Sprawa zaginięcia Iwony Wieczorek do dziś uchodzi za jedną z najbardziej tajemniczych rodzimych zagadek kryminalnych. Przypomnijmy, że kobieta po raz ostatni widziana była w nocy z 16 na 17 lipca 2010 roku w Sopocie, gdy samotnie wracała z jednej z imprez. O godzinie 4:12 kamery zarejestrowały Wieczorek nieco ponad dwa kilometry od jej domu. Ustalono także, że wówczas szedł za nią mężczyzna. Z uwagi na element garderoby widoczny na jego ramionach poszukiwany przez śledczych człowiek zyskał miano "pana ręcznika". Dopiero później ustalono, że mężczyzna, którego widziano w pobliżu Wieczorek tuż przed jej zaginięciem, w rzeczywistości miał na ramionach marynarkę.
Przełom w sprawie Iwony Wieczorek?
Tajemniczy mężczyzna z ręcznikiem przez przeszło 12 lat był poszukiwany przez policję, a jego tożsamość pozostawała nieznana. Ostatnio w sprawie Iwony Wieczorek nastąpił jednak przełom. W sobotę śledczy opublikowali nagrania, na których upubliczniono wizerunek rzekomego mężczyzny, który miał iść za Iwoną w noc zaginięcia. Policja poprosiła o pomoc każdego posiadającego wiedzę na temat tożsamości poszukiwanego.
Okazuje się, że apel śledczych błyskawicznie przyniósł efekty. Według ustaleń "Faktu", poszukiwany przez nich mężczyzna sam zgłosił się na komisariat policji. Mieszkający w Chorzowie 58-latek został przesłuchany w charakterze świadka.
Mężczyzna sam się rozpoznał na filmie i zgłosił się na policję. Mężczyzna był poszukiwany jako świadek od 12 lat. Nigdy wcześniej nie zgłosił się na policję - czytamy w artykule "Faktu"
Dalsza część artykułu pod materiałem wideo
Poszukiwany w sprawie Iwony Wieczorek zgłosił się na policję. Został przesłuchany w charakterze świadka
To 58-letni mieszkaniec miasta. Sam zgłosił się w godzinach dopołudniowych, po publikacji nagrania - przekazał "Faktowi" mł. asp. Karol Kolaczek z chorzowskiej policji.

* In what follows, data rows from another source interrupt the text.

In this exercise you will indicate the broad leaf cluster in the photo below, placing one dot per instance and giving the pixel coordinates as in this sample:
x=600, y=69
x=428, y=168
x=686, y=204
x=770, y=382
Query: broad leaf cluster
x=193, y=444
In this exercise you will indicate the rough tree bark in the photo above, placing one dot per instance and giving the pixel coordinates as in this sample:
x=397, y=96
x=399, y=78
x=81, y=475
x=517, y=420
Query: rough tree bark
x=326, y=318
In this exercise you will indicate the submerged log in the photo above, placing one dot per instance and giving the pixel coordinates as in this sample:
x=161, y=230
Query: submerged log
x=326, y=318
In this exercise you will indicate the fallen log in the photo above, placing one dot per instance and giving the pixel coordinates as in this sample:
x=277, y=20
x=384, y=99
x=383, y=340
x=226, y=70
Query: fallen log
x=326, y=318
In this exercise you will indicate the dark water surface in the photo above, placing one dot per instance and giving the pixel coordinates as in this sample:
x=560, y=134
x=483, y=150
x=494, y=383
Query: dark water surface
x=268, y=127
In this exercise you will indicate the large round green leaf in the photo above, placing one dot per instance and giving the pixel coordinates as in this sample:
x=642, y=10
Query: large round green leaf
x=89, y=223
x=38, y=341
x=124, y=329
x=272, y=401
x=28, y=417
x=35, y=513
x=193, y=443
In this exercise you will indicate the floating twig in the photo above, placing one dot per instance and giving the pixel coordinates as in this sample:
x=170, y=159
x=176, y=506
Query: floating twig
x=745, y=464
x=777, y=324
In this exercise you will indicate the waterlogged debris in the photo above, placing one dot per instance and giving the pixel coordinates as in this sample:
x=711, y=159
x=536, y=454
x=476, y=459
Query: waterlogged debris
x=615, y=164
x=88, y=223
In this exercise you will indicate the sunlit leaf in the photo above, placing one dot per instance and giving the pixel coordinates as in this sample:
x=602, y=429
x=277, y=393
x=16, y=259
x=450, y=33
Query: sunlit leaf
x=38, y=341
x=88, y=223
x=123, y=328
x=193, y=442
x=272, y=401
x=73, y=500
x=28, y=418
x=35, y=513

Jak udało się ustalić tabloidowi, w sobotę odbyło się przesłuchanie 58-latka, które trwało do późnych godzin nocnych. Ostatecznie mężczyzna został zwolniony do domu. Według tabloidu do Chorzowa zdążyli już przybyć funkcjonariusze z warszawskiego Archiwum X, którzy zajmują się sprawą Iwony Wieczorek.
Mężczyzna został przesłuchany w charakterze świadka, po przesłuchaniu został zwolniony do domu - przekazał"Faktowi" Karol Kołaczek z chorzowskiej policji.
Według "Faktu" poszukiwany przez śledczych mężczyzna jest tym samym, który podążał za Iwoną Wieczorek w dzień jej zaginięcia. Wszystko wskazuje więc na to, że śledczym po 12 latach w końcu udało się odnaleźć "pana z ręcznikiem", którego zeznania mogą okazać się kluczowe dla sprawy.
To ten sam - potwierdził w rozmowie z serwisem dyżurny zespołu prasowego Komendy Głównej Policji.
Jak na razie śledczy nie poinformowali jednak, czy zeznania przesłuchanego mężczyzny rzuciły nowe światło na sprawę zaginięcia Iwony Wieczorek.